El Capitán Manuel de Bárcena Bezanilla, vecino de Jalapa, albacea de los difuntos don Diego Morales y doña María Ignacia de Acosta, dijo que ésta última dejó por herederos a José de Rivera y María Nicolasa Rivera, hijos de su primer matrimonio, los cuales junto con el otorgante venden a Leonarda Fernández, doncella, de la misma vecindad, un solar y una casa de cal, canto, madera y tejas, la cual linda al norte con la Calle de San Francisco de Paula y casa de don Lucas Rosete, al oriente con casa del Bachiller don José Morales, al sur con solar de Cayetano Domínguez y al poniente con casa y solar de Ignacia Molina; dicha venta la realizan en 600 pesos.
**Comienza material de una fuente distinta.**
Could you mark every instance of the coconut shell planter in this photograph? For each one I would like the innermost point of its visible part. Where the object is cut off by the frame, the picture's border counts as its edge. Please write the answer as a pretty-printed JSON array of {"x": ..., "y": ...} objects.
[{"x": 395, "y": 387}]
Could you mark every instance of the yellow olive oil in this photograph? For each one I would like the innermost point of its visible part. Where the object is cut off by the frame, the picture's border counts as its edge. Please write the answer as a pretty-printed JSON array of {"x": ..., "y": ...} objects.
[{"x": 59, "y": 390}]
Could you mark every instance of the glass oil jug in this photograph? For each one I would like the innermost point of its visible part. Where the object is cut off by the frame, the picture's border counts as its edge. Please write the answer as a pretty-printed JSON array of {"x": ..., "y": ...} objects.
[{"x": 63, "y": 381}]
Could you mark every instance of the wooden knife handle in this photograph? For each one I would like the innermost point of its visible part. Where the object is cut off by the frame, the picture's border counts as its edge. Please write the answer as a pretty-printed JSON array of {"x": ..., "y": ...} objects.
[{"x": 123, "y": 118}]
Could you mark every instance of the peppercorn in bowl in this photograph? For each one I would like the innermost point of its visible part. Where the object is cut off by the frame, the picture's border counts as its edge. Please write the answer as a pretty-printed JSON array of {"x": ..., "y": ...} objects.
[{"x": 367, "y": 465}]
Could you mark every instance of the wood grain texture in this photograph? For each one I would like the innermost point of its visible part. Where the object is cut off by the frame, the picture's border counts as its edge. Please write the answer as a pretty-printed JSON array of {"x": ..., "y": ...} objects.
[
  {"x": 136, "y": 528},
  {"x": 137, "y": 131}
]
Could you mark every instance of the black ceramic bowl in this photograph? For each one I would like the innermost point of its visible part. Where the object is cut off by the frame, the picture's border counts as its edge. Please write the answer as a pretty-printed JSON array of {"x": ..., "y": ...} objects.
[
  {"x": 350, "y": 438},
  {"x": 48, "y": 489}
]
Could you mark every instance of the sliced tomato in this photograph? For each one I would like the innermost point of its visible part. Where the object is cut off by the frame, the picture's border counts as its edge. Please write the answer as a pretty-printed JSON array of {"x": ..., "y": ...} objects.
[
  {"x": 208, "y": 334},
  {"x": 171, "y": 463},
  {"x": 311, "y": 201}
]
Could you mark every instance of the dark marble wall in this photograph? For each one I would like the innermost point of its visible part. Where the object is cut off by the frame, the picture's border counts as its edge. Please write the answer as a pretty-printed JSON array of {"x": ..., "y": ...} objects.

María Nicolasa Rivera, vecina del pueblo de Jalapa, mujer de José Antonio de Acosta, vende a María Gertrudis Rodríguez, una casa y solar que linda y hace frente al sur con la calle que por la tenería de Mafara baja al plan de Los Berros por donde tiene 10 varas, al oriente con solar que era de Diego Morales y hoy es de Leonarda Hernández, al norte mide 20 varas y linda con solar de Ignacia Molina y al poniente con solar de José de Vega. La venta se hace en 300 pesos que le han pagado de contado.
Francisca de Acosta, natural y vecina del pueblo de Jalapa, hija legítima de María de Acosta, difunta, ordena su testamento donde nombra como albacea testamentaria a don Antonio del Camino y Velasco, de la misma vecindad, como heredera universal nombra a María Nicolasa Rivera, su sobrina de 25 años de edad.